Automated Chart Review for Identifying Factors Associated with Childhood Asthma by Utilizing Electronic Medical Records 
Sunday, March 4, 2018: 4:30 PM
South Hall A2 (Convention Center)
Chung-Il Wi, MD, So-Hyun Lee, Sungrim Moon, PhD, Hee Yun Seol, MD, Sunghwan Sohn, PhD, Euijung Ryu, PhD, Hongfang Liu, PhD, Young J. Juhn, MD MPH
RATIONALE: Our recently validated natural language processing (NLP) algorithms using electronic medical records (EMRs) significantly reduced the time and effort for chart review for ascertaining asthma status. We extended our prior work to leverage NLP algorithms for extracting individual risk factors for childhood asthma from EMRs.

METHODS: We utilized a convenience sample (n=397) of the 1997-2007 Olmsted County Birth Cohort. The training cohort (n=177) was used for training the NLP systems for extracting from both children’s and their parents’ EMRs key terms/sentences related to 1) a patient (child) level (ie, history of breastfeeding and other atopic conditions [allergy rhinitis, eczema, and food allergy] and 2) a family level (ie, family history of asthma and other atopic conditions) risk factors. We assessed the performance of the NLP algorithms with manual chart review as gold standard (criterion validity) in an independent test cohort (n=220).
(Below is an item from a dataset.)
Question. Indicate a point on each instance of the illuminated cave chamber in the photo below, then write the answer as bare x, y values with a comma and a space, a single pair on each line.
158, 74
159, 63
RESULTS: The median age of the test cohort was 13 years (50 % female, 81% Whites, 63% asthmatics). 90% and 6% of children had history of breastfeeding and food allergy, respectively with prevalence of other histories ranging 15-52%. Positive predictive values for NLP algorithms in predicting each asthma-related variable were 87-100% and negative predictive values were 86-99%. The average time duration for collecting risk factors for asthma obtained in this study was 7 hours for manual chart review and 50 minutes for NLP algorithms.

CONCLUSIONS: As the NLP algorithms for identifying individual risk factors for asthma from EMRs are cost-effective and suitable, it will be a useful tool for large-scale clinical studies.